ERZURUM - Erzurum'da, 52 yaşındaki Arzu Odabaş, liseyi bitirince kazandığı fakat daha sonra bırakmak zorunda kaldığı Türkçe öğretmenliği bölümünü 34 yıl sonra bitirecek olmanın heyecanını yaşıyor.

Atatürk Üniversitesi Kazım Karabekir Eğitim Fakültesi Türkçe Öğretmenliği Bölümü'nden bu dönem sonunda mezun olacak 4 çocuk ve 2 torun sahibi Arzu Odabaş, AA muhabirine yaptığı açıklamada, 34 sene önce liseden mezun olunca girdiği üniversite sınavında bu bölümü kazandığını söyledi. Bazı sebeplerden okula devam edemediğini anlatan Odabaş, "İçimde çok büyük ukde kalmıştı. İki kere açıköğretime kayıt yaptırdım fakat bitiremedim. Çünkü çocuklarım küçüktü ve onlara bakmam gerekiyordu" dedi.

Odabaş, 4 yıl önce çıkan öğrenci affından yararlandığını belirterek, eşinin ve çocuklarının da kendine destek verdiğini söyledi.

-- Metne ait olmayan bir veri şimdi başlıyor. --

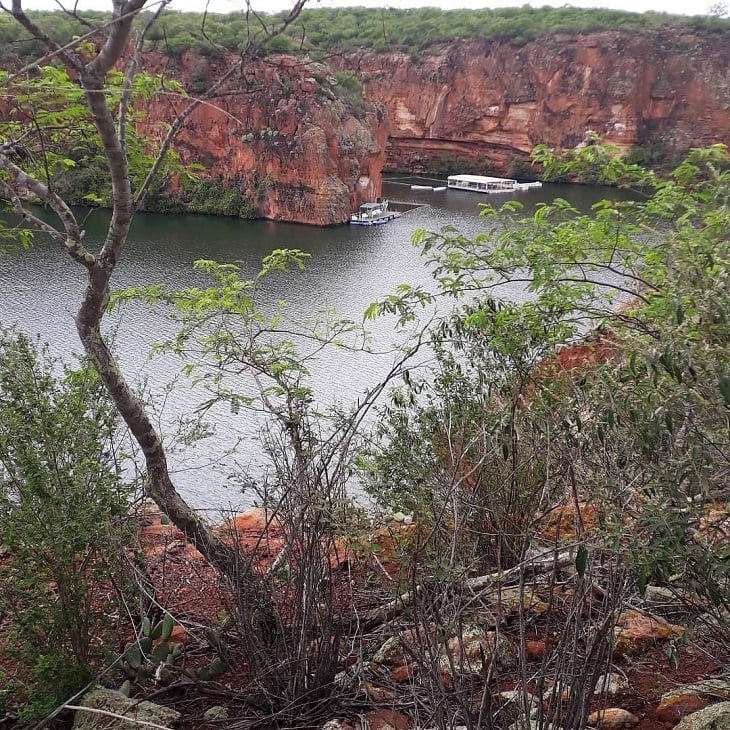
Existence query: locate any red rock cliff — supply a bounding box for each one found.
[140,54,387,225]
[336,30,730,173]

Üniversiteye büyük bir heyecanla kayıt yaptırdığını dile getiren Odabaş, "Çok hoşuma gitti. Eşim de felsefe bölümünde yardımcı doçent olarak görev yapıyor. 4 sene boyunca çok güzel şeyler yaşadım. Özellikle genç arkadaşlarımın içinde olmak bana hayat sevinci verdi. Her gün neşeyle okula geldim. Şimdi bitirdiğim için hem seviniyorum hem üzülüyorum. Sınav dönemlerinde zaman zaman zorlandım" diye konuştu.

Arzu Odabaş, sınıf arkadaşlarının çocuklarından da küçük olduğunu hatta hocalardan bazılarının da kendisinden küçük olduğunu ifade etti.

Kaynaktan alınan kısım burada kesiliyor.